Jumlah peraturan daerah yang bersifat diskriminatif terhadap perempuan hingga saat ini terus bertambah. Demikian menurut Komisioner Komisi Nasional Anti Kekerasan terhadap Perempuan, Andy Yentriyani, di Jakarta pada hari Rabu.
Data Komnas Perempuan menyatakan perda yang bersifat diskriminatif terhadap perempuan pada awal tahun 2009 berjumlah 154. Dan hingga akhir September 2010, ada penambahan 35 perda yang juga diskriminatif terhadap perempuan.
Menurut Andy Yentriyani, sebagian besar dari kebijakan-kebijakan diskriminatif ini beralasan moralitas dan agama.
Untuk itu menurut Andy, pihaknya mendesak Kementerian Dalam Negeri ikut memperhatikan kebijakan-kebijakan daerah yang diskriminatif terhadap perempuan, dan jangan hanya berfokus pada perda tentang retribusi dan pajak.
Sampai akhir 2009, Kementerian Dalam Negeri telah membatalkan sekitar 3.000 peraturan daerah tentang retribusi dan pajak.
“Kebijakan ini justru kemudian mengakibatkan bukan saja pembatasan terhadap kesempatan perempuan untuk bisa menikmati hak-haknya sebagaimana yang telah dijamin dalam UUD negara Indonesia tahun 1945. Tapi, juga menggerogoti proses demokrasi kita dan juga menyebabkan pengeroposan pada kepastian hukum,” kata Andy.

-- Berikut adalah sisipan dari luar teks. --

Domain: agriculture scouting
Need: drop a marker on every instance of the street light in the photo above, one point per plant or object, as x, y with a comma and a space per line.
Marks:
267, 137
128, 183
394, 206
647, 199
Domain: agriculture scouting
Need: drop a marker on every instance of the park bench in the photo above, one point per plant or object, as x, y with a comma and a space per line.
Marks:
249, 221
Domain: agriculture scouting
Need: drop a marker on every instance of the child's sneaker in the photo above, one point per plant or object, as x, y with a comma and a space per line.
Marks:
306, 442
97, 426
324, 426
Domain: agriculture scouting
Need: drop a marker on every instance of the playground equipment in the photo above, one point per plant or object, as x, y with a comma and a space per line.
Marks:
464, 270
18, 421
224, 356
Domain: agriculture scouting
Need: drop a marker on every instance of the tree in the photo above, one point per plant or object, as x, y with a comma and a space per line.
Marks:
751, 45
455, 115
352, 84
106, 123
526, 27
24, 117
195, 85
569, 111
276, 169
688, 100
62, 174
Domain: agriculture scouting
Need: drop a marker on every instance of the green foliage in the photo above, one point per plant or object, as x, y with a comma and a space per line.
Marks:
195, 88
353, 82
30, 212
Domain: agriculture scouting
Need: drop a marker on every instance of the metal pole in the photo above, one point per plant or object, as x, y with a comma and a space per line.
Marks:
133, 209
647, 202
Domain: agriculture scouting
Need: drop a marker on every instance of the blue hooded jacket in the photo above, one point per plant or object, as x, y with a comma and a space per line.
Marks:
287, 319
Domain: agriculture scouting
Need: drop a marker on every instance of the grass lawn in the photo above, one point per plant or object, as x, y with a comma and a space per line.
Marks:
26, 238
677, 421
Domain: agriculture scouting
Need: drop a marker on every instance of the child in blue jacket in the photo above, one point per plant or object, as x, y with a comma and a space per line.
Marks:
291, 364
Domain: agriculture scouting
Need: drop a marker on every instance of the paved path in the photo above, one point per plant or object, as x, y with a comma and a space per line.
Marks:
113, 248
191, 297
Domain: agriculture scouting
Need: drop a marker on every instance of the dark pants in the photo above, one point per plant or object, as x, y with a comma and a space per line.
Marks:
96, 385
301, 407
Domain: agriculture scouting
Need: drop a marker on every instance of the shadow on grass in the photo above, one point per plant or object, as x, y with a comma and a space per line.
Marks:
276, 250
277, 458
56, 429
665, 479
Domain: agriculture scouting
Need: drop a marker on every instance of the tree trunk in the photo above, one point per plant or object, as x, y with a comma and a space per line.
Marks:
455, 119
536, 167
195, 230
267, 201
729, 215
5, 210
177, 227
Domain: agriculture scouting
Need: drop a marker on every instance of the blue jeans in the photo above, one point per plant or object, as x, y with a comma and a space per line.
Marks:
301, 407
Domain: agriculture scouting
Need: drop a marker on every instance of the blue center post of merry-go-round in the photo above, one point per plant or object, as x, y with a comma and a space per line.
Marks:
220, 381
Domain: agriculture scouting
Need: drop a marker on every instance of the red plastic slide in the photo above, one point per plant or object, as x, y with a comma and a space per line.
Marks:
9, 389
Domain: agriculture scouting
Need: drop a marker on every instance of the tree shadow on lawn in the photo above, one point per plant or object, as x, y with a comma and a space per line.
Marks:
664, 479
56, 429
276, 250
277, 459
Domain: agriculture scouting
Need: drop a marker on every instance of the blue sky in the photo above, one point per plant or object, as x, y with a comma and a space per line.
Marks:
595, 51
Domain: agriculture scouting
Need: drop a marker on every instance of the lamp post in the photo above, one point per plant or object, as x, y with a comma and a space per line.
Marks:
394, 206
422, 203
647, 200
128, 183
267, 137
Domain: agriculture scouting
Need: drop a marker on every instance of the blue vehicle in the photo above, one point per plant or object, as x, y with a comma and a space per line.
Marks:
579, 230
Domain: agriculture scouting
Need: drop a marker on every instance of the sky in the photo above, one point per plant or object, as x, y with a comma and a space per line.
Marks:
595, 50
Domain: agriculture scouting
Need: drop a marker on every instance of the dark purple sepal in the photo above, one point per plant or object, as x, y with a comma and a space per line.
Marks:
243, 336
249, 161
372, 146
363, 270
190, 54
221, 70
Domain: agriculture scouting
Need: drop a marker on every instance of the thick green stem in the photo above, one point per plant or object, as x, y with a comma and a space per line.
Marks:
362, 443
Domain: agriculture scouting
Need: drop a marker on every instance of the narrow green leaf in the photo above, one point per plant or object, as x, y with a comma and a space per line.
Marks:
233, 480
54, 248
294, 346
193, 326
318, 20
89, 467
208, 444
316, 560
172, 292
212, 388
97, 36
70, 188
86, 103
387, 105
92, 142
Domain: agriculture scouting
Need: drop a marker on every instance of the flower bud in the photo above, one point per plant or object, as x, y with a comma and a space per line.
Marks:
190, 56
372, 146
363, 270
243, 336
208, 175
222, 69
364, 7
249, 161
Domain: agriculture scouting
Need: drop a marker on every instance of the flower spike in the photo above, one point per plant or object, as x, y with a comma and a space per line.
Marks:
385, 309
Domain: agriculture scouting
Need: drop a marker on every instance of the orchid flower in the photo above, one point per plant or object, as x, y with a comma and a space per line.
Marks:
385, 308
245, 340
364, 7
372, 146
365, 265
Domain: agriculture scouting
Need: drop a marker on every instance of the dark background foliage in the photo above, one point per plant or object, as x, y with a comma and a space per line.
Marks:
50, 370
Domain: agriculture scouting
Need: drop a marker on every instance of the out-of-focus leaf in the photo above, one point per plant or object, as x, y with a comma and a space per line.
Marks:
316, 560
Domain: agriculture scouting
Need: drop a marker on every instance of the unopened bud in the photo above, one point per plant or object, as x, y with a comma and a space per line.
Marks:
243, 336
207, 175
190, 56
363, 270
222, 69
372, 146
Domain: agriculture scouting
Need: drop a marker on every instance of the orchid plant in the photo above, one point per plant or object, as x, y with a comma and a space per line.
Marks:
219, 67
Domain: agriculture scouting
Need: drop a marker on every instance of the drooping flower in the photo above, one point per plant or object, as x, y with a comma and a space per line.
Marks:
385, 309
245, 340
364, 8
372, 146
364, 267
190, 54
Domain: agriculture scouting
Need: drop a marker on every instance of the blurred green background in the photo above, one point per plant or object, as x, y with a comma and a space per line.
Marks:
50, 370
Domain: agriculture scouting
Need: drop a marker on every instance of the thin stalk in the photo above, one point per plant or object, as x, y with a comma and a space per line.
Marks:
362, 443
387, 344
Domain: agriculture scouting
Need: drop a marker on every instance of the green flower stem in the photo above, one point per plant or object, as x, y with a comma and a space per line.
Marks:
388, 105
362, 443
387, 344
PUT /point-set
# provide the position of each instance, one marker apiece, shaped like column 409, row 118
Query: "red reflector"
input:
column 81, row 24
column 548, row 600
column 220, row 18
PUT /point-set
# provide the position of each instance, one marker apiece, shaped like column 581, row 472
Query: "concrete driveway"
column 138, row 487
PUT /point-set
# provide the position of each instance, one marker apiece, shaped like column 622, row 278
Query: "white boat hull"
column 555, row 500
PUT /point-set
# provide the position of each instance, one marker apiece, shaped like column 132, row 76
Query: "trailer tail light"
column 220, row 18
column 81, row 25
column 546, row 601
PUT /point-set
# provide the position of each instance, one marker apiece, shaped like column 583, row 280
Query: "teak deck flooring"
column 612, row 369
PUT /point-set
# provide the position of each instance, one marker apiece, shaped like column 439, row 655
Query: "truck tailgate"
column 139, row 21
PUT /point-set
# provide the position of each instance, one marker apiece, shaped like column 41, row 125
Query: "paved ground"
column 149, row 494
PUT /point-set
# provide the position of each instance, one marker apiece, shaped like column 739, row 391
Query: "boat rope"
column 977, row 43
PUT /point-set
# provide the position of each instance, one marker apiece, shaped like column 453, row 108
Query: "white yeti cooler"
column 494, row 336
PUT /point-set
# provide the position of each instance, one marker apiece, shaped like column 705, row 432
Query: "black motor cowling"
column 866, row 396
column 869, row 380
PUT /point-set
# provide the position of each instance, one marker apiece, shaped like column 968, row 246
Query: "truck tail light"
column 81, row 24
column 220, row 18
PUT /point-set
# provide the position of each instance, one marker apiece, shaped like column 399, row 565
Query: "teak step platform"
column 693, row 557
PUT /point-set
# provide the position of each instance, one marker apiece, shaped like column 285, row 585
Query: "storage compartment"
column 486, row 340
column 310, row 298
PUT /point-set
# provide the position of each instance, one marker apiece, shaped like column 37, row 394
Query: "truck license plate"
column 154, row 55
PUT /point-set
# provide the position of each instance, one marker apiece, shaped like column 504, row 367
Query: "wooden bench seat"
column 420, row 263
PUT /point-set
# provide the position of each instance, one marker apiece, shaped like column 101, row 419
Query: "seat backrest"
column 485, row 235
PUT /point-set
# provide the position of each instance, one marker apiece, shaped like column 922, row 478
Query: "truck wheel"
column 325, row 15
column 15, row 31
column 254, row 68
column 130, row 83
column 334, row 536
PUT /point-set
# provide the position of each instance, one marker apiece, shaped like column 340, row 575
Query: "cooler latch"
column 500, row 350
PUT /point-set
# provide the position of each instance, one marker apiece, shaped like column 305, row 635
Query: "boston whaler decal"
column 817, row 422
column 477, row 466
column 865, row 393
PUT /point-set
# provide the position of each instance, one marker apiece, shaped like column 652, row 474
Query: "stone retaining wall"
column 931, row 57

Provinsi Jambi saat ini, misalnya, berencana menyusun perda mengenai tes keperawanan. Menurut Andy Yentriyani, jika dilaksanakan, tes keperawanan akan menyudutkan perempuan.
Dalam rencana perda tersebut, tes keperawanan akan dilakukan terhadap siswa baru untuk tingkat Sekolah Menengah Pertama (SMP) dan Sekolah Menengah Atas (SMA).
“Karena ada banyak alasan orang menjadi tidak perawan, bahkan alasan karena naik sepeda lalu jatuh, itu juga bisa menyebabkan tidak perawan. Saya pikir hak atas pendidikan jangan sampai dibatasi atas keperawanan seseorang, karena hak itu adalah tanggung jawab negara untuk memenuhinya,” ungkap Andy.
Wakil Ketua Dewan Perwakilan Daerah La Ode Ida mengatakan adanya kebijakan daerah yang diskriminatif disebabkan tidak adanya pengawasan yang diberikan pemerintah pusat kepada daerah pasca-pemberlakuan otonomi daerah.
“(Pemerintah pusat) sudah mengabaikan faktor supervisi. Kewenangan pusat untuk melakukan supervisi terhadap daerah. Jangankan melakukan supervisi instrument, untuk melakukan supervisi pun dalam pembuatan kebijakan-kebijakan itu tidak ada,” jelas La Ode Ida.
Hingga kini, baru dua peraturan daerah yang diajukan ke Mahkamah Agung, di antaranya perda tentang pelarangan keluar malam bagi perempuan. Hasilnya, memutuskan Perda tersebut tidak bertentangan dengan hukum yang ada.
Komnas Perempuan juga menyatakan saat ini terdapat sekitar 20 rancangan peraturan daerah yang bersifat diskriminatif terhadap perempuan.